In a study published in the journal Scientific Reports, the authors explored the antimalaria ability to sulfated polysaccharides like heparin, derived from sea cucumbers, red algae and marine sponges, and found that these compounds inhibit significantly the growth of Plasmodium falciparum, even at low concentrations at which there is no anticoagulant activity.

Moreover, most of the analyzed compounds increased the survival of mice infected with Plasmodium species other and even in some of the infected mice, they observed the appearance of antibodies against the parasite. This suggests that the fact of delaying the invasion of red blood cells favors the generation of an immune response against the parasite.

“Marine organisms are a rich source of heparin-like sulfated polysaccharides,” says Joana Marques, first author of the article and a researcher at the joint unit Nanomalaria IBEC / ISGlobal. “The advantage is that these molecules are small enough to be used in the circulating blood to their active concentrations without incurring the risk of internal bleeding anticoagulant activities,” she added.

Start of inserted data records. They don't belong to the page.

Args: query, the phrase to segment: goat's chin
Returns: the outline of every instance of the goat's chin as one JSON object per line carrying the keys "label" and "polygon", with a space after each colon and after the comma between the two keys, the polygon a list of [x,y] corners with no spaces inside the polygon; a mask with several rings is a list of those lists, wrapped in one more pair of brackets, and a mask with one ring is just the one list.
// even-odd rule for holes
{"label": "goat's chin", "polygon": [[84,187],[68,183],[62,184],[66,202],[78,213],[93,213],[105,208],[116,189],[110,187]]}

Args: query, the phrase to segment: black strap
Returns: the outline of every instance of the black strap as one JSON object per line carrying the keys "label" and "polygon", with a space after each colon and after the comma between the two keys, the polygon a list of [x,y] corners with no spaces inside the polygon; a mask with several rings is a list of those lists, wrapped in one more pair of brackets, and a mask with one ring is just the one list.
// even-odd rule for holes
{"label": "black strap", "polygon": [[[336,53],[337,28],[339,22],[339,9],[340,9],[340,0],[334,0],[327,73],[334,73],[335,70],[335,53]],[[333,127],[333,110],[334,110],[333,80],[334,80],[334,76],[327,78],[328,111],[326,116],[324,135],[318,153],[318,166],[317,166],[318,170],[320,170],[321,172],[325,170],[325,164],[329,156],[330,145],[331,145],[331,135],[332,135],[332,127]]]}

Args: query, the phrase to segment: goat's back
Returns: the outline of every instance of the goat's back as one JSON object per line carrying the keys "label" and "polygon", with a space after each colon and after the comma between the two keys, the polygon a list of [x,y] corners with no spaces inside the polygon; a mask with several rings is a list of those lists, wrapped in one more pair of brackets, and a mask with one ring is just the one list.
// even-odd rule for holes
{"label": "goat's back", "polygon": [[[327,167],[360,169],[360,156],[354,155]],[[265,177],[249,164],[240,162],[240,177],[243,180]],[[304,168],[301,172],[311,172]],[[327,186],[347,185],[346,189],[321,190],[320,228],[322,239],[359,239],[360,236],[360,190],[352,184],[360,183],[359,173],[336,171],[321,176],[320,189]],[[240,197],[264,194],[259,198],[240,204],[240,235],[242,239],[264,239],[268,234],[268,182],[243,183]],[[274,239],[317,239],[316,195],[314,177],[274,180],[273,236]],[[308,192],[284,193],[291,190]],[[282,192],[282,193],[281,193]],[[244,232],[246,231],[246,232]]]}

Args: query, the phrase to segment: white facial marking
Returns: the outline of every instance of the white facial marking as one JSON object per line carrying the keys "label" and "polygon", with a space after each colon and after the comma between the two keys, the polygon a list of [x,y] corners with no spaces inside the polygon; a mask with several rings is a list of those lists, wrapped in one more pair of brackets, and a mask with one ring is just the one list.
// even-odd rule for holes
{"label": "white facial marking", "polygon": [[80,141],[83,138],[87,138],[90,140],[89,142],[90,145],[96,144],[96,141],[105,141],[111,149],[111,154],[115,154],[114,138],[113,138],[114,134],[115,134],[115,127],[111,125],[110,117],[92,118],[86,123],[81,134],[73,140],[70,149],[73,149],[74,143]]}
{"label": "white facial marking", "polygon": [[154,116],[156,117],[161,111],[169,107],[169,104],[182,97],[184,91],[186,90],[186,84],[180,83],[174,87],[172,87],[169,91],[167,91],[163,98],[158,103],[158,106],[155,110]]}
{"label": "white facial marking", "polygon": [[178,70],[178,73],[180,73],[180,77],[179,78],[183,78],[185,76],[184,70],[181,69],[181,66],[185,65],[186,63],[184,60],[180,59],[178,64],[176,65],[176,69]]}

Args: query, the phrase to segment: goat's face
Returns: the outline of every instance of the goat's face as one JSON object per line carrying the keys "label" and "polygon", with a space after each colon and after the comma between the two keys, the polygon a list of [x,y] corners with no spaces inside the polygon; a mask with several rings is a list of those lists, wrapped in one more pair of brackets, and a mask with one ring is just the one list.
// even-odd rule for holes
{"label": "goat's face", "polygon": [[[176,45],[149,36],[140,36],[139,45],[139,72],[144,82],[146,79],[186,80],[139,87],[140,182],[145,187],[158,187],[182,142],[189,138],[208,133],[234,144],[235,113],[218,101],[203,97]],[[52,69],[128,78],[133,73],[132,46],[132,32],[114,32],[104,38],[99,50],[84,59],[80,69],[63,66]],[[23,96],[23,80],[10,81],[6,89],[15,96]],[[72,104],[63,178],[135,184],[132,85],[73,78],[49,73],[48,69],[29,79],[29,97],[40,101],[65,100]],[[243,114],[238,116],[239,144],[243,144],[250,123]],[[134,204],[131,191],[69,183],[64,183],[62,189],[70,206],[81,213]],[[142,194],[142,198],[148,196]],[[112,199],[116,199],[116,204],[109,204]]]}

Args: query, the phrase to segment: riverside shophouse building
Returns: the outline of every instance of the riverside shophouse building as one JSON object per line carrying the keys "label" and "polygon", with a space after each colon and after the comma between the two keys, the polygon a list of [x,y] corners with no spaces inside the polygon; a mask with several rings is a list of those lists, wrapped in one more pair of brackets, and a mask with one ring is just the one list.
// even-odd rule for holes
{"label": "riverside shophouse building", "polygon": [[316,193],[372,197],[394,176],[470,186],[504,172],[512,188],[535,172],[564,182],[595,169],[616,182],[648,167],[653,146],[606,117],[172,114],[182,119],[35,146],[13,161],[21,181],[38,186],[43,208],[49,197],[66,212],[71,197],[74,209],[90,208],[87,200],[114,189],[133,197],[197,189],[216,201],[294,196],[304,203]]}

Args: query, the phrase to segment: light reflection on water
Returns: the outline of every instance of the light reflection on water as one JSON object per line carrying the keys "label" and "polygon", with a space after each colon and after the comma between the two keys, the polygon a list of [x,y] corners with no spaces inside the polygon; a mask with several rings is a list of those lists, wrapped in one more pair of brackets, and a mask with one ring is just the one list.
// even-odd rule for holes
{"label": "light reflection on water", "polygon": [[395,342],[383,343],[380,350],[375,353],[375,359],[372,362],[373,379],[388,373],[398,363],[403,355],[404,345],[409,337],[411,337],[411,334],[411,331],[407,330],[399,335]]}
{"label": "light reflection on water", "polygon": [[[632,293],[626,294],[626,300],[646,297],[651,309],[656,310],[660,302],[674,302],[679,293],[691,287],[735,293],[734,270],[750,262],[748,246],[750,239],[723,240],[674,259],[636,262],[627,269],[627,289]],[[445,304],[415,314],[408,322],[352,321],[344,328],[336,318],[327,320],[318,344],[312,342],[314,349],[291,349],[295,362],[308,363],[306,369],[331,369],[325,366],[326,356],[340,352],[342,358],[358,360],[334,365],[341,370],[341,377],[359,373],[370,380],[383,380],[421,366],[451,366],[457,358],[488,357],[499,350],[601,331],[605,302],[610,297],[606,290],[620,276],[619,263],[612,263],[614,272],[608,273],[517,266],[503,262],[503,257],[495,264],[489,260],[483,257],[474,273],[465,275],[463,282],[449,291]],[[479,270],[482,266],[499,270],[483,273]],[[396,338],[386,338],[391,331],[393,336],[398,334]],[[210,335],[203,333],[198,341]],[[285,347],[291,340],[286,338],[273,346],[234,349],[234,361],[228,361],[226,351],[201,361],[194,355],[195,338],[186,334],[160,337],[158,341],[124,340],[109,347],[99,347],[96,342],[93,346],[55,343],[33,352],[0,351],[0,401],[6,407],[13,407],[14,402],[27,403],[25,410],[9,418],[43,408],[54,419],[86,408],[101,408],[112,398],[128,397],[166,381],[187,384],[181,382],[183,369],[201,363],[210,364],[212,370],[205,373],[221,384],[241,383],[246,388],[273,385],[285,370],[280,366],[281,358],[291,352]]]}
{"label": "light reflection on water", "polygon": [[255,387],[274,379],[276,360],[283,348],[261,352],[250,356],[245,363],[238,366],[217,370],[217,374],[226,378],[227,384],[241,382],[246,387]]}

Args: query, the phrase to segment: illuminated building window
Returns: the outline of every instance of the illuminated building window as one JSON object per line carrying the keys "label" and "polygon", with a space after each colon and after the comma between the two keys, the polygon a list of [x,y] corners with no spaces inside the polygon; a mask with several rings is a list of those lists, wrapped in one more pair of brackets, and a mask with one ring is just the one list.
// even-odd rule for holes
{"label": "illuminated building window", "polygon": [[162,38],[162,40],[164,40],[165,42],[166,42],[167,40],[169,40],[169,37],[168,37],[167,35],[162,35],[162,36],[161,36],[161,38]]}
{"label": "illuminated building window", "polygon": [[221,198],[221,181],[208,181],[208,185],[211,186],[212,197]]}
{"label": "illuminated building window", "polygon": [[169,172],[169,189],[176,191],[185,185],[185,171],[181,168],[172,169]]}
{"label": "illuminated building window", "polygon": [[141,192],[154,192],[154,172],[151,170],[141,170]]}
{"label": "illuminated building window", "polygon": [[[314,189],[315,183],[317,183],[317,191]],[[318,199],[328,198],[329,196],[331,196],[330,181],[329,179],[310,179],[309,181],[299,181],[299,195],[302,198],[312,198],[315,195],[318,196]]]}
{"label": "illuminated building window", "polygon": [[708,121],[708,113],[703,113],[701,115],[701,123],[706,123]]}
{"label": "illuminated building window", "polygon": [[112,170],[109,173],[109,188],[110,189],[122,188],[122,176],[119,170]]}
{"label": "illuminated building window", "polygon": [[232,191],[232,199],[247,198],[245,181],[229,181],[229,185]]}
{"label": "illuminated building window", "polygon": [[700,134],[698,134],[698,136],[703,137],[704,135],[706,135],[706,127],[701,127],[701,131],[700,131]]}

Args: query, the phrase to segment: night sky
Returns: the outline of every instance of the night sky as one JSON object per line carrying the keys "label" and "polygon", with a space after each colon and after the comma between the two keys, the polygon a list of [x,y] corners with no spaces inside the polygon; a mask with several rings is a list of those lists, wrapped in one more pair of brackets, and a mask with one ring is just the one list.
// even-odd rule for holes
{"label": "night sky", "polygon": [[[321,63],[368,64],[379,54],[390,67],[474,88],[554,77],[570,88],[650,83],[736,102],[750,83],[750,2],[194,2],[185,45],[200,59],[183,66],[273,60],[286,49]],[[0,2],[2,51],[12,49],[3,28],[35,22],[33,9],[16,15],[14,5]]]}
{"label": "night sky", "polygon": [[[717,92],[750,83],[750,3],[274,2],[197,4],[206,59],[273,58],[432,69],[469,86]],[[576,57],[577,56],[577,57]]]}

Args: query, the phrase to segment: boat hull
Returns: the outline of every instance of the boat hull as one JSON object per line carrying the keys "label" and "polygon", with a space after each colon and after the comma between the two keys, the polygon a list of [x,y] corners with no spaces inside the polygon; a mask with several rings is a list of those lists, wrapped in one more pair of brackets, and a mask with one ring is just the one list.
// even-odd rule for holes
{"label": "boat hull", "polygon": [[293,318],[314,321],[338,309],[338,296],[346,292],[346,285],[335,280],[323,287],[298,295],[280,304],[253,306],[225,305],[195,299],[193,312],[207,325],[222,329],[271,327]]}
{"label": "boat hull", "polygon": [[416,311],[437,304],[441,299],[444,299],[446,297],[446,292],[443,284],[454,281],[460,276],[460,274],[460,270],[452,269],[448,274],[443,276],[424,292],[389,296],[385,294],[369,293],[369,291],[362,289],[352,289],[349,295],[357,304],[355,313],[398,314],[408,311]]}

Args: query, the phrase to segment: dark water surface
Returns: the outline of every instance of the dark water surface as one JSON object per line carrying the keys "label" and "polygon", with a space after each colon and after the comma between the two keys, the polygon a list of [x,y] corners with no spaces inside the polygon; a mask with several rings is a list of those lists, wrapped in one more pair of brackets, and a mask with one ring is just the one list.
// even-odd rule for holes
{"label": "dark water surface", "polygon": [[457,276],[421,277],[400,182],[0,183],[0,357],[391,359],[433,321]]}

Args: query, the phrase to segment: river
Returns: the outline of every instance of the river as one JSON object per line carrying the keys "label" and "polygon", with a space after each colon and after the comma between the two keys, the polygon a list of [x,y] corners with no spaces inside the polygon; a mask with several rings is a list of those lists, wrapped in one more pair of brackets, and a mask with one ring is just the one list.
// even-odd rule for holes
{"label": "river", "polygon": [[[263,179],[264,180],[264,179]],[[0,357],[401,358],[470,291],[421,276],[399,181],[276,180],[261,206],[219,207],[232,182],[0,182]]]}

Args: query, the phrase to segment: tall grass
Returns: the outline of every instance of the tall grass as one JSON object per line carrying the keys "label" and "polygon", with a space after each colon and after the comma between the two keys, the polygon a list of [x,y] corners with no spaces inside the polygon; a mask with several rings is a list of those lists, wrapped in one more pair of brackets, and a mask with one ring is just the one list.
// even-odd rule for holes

Another author Xavier Fernández-Busquets, responsible for IBEC / ISGlobal mixed unit, said that in in vitro experiments done with all these compounds a significant inhibition of growth of Plasmodium falciparum was shown even at low anticoagulant activities and preliminary tests in vivo in mice are promising. These compounds slow the invasion of red cells by Plasmodium falciparum, and perhaps the resulting prolonged exposure to the parasite circulating lymphocytes gives the immune system a greater opportunity to build defense.

The discovery implies that molecules related to heparin can be considered and explored for the design of new therapeutic approaches against malaria in which the polysaccharides with low anticoagulant activity could play a dual role as drugs: inhibiting parasite growth and while promoting the immune response against it.